La coexistence intermittente de ces trois figures ne fait aucun doute. En effet, l’introspection est déjà présente en 1952 dans Les Chaises et en 1956 dans Amédée ou Comment s'en débarrasser, de même que les journaux intimes, Journal en miettes et Présent passé. Passé présent, sont publiés dans les années 1960, soit à l’époque où il investit les grandes scènes aux côtés de Jean-Louis Barrault. À l’inverse, alors que Ionesco semble s’être retiré de la vie publique, alors même qu’il est hospitalisé à Bruxelles le 22 février 1989, il transmet, par l’intermédiaire de sa fille, un réquisitoire célèbre contre le génocide du régime roumain, renouant avec la figure de l’intellectuel engagé. Pour autant, le 7 mai de la même année, à l’occasion de la Troisième Nuit des Molières, la facéties de l’amuseur et du trublion n'ont pas disparu. Ionesco reste parfaitement inégal à lui-même.


Œuvre

Eugène Ionesco est considéré, avec l'Irlandais Samuel Beckett, comme le père du théâtre de l'absurde, pour lequel il faut « sur un texte burlesque un jeu dramatique ; sur un texte dramatique, un jeu burlesque ». Au-delà du ridicule des situations les plus banales, le théâtre de Ionesco représente de façon palpable la solitude de l'homme et l'insignifiance de son existence.
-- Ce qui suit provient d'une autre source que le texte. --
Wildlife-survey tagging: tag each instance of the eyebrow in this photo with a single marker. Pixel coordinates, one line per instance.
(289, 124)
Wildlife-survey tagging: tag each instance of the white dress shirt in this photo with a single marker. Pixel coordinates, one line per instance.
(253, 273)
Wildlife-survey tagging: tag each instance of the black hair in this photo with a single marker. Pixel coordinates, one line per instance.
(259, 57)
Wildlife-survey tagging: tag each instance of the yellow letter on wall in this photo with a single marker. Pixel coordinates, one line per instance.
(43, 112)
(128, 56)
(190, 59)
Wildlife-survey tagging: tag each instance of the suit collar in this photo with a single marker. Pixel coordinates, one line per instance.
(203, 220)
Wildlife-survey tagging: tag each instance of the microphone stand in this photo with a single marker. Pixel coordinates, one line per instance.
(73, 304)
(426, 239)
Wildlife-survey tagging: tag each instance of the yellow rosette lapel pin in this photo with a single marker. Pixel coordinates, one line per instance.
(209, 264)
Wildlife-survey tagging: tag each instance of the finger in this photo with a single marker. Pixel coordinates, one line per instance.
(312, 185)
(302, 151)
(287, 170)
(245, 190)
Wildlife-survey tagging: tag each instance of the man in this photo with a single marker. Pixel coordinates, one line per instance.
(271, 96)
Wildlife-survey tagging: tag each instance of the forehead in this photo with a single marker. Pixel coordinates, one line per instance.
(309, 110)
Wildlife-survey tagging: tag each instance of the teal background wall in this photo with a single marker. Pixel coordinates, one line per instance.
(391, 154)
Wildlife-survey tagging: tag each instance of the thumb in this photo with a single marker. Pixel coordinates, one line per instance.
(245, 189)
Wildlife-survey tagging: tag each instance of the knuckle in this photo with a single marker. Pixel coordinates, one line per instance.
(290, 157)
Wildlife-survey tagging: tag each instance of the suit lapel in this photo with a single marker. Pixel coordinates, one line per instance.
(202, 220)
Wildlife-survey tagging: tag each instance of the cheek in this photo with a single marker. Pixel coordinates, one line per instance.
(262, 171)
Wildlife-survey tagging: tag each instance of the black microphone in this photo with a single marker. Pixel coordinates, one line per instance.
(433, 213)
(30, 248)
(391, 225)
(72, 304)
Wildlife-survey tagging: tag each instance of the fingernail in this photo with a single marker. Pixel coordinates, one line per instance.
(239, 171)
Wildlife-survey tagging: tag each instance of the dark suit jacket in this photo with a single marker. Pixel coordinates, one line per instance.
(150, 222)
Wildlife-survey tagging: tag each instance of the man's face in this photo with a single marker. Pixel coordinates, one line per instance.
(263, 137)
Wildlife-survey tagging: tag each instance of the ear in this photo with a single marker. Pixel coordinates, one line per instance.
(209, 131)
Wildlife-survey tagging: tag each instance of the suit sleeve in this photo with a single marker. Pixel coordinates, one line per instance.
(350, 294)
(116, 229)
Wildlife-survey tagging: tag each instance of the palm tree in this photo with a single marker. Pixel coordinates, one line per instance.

Il refusait cependant lui-même la catégorisation de ses œuvres sous la dénomination de théâtre de l’Absurde. « Je préfère à l’expression absurde celle d’insolite. » Il voit dans ce dernier terme un caractère d’effroi et d’émerveillement face à l’étrangeté du monde alors que l’absurde serait synonyme de non-sens, d’incompréhension. « Ce n’est pas parce qu’on ne comprend pas une chose qu’elle est absurde » résume son biographe André Le Gall.